しかし、このサードアルバムというのは、バンドにとっての鬼門だったりもする。会場の規模感に合わせて、楽曲のスケールが大きくなるのは当然の理屈なわけだが、それに伴いバンドの技術的な地力が問われるからで、「演奏やアレンジが大味でも、メロディーの力で一点突破!」というわけにはいかなくなるからだ。歴史を振り返れば、オアシスは『Be Here Now』(1997)でマスコミから極端な掌返しを食らい、コールドプレイの『X&Y』(2005)も、ストロークスの『First Impressions of Earth』(2006)も、当時は賛否両論だった。

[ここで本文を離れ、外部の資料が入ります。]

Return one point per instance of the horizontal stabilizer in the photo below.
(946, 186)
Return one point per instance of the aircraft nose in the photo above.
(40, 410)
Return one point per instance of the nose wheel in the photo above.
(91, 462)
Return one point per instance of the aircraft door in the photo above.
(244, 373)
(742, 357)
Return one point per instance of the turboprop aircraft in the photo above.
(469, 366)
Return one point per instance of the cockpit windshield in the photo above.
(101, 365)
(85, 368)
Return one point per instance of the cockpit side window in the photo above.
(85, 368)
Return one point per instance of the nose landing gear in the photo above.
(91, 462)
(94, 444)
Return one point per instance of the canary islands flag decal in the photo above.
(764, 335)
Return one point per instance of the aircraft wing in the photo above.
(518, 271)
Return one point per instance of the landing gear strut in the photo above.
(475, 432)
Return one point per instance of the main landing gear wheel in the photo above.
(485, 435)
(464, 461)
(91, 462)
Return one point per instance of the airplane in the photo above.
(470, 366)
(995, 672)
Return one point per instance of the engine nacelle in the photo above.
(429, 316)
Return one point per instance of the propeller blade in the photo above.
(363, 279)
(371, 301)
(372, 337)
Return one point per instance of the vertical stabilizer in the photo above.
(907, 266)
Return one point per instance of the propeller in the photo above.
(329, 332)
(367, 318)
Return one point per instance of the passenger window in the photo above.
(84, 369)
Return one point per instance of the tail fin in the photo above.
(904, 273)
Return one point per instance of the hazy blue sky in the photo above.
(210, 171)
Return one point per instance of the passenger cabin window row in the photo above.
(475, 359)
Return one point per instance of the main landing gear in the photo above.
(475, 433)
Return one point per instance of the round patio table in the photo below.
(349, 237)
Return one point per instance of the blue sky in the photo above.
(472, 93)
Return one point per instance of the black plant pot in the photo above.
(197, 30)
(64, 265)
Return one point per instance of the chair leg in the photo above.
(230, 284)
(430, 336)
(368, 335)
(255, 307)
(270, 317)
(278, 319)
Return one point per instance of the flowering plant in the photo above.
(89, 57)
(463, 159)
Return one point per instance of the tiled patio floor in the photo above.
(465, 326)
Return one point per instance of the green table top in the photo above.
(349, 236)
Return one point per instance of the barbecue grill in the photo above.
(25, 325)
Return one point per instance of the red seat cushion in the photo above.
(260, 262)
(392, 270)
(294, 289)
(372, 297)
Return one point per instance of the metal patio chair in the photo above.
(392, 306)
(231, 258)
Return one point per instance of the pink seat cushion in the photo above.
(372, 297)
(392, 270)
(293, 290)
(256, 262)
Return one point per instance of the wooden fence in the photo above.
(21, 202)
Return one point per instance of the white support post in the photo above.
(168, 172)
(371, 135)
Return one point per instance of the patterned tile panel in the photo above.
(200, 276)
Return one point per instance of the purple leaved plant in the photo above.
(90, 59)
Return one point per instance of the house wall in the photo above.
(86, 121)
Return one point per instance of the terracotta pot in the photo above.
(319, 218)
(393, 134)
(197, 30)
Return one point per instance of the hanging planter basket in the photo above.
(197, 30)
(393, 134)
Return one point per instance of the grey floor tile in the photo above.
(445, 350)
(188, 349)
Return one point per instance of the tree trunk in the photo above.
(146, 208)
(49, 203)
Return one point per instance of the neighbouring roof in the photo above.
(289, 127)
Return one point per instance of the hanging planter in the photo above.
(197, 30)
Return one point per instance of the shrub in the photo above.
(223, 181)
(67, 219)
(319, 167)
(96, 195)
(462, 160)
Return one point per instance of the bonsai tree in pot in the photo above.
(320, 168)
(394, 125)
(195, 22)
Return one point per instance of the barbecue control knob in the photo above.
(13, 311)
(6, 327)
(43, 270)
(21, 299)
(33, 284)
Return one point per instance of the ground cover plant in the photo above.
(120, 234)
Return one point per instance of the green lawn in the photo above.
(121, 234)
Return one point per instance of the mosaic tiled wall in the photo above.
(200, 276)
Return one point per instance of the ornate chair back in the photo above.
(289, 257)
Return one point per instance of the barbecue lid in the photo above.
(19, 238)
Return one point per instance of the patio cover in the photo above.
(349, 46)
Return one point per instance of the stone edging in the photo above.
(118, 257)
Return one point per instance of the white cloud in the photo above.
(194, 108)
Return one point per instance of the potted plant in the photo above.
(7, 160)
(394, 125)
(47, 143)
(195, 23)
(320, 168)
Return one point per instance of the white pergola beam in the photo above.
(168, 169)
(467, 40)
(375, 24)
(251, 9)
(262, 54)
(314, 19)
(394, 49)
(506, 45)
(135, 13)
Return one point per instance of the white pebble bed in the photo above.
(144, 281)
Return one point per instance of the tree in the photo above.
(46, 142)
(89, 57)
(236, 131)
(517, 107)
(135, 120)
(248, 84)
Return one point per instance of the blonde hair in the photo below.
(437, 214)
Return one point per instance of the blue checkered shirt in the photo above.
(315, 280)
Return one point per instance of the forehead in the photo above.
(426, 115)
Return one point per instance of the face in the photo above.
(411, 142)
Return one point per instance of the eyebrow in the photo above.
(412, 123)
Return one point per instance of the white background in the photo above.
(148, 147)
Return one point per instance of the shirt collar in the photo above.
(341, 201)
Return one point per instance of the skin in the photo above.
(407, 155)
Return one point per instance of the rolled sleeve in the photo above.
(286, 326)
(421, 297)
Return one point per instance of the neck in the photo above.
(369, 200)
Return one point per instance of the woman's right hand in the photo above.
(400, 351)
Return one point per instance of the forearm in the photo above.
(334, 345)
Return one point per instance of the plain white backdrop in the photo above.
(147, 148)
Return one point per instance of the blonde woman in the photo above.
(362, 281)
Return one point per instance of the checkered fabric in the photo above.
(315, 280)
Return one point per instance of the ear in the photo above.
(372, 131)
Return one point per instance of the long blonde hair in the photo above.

日本に目を移しても、BUMP OF CHICKENの『jupiter』(2002)やASIAN KUNG-FU GENERATIONの『ファンクラブ』(2006)も、決して最初から諸手を挙げて称賛をされたわけではなかったように思う。オアシスの大ファンとして知られる[Champagne](現[Alexandros])の川上洋平は、『Schwarzenegger』(2012)発表時の筆者のインタビューにおいて、「ファーストとセカンドはオアシスを多少意識していたものの、サードは真似しちゃいけないと思った」と言い、「プロのミュージシャンとして、勝負作とかっていうのはあると思うんですけど、曲を作ることに関してはそこを意識しちゃうと終わりだと思うんですよね」と語ってくれたのが印象深い。やはり、バンド本来の地力が問われるのが、サードアルバムなのである。
その点、パスピエは『娑婆ラバ』において、その地力を見事証明してみせたと言っていいだろう。「手加減の無い未来」以降、アルバム前半はアッパーかつスケール感を兼ね備えた曲が並ぶが、決して大味な演奏になることはなく、アレンジも実によく練られている。パスピエも今の時代のバンドらしく、フェスの盛り上がりでオーディエンスを獲得してきた側面があり、これまでも、そして本作においてもリズムは4つ打ちが多く使われている。しかし、やおたくやのプレイは決してシンプルに裏打ちのハイハットを入れるばかりでなく、音数を絞ったミニマルなアプローチをしたり、フュージョンのようにキメを多用してみせたりと、そのパターンは実に多彩。そして、「術中ハック」では変則の8ビートが楽曲の背骨となり、その上で弦楽器がさまざまなパターンでユニゾンを聴かせるという、非常にユニークな仕上がりとなっている。